Bug 33782 - [r8169] No link/carrier detected, sometimes
Summary: [r8169] No link/carrier detected, sometimes
Status: RESOLVED INSUFFICIENT_DATA
Alias: None
Product: Drivers
Classification: Unclassified
Component: Network (show other bugs)
Hardware: All Linux
: P1 normal
Assignee: Francois Romieu
URL:
Keywords:
Depends on:
Blocks:
 
Reported: 2011-04-21 03:45 UTC by Matthew Gyurgyik
Modified: 2013-12-23 12:08 UTC (History)
6 users (show)

See Also:
Kernel Version: 3.0.3
Subsystem:
Regression: No
Bisected commit-id:


Attachments
dmesg 3.0.0 (57.01 KB, application/octet-stream)
2011-08-05 12:06 UTC, j.fikar
Details

Description Matthew Gyurgyik 2011-04-21 03:45:16 UTC
Hardware: Thinkpad Edge E420s
Distribution: Arch Linux

If ifconfig eth0 down and ifconfig eth0 up are not ran within miliseconds of each other no link/carrier will be detected.

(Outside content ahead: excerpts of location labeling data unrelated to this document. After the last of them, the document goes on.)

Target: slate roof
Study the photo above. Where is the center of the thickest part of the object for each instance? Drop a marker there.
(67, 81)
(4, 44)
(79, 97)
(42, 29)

skynet:~ $ (sudo ifconfig eth0 down; sleep 1; sudo ifconfig eth0 up); sleep 5; cat /sys/class/net/eth0/carrier
0

With a pause of 1 second between the two commands the link/carrier is not detected. /sys/class/net/eth0/carrier remains 0 even after waiting extended periods of time.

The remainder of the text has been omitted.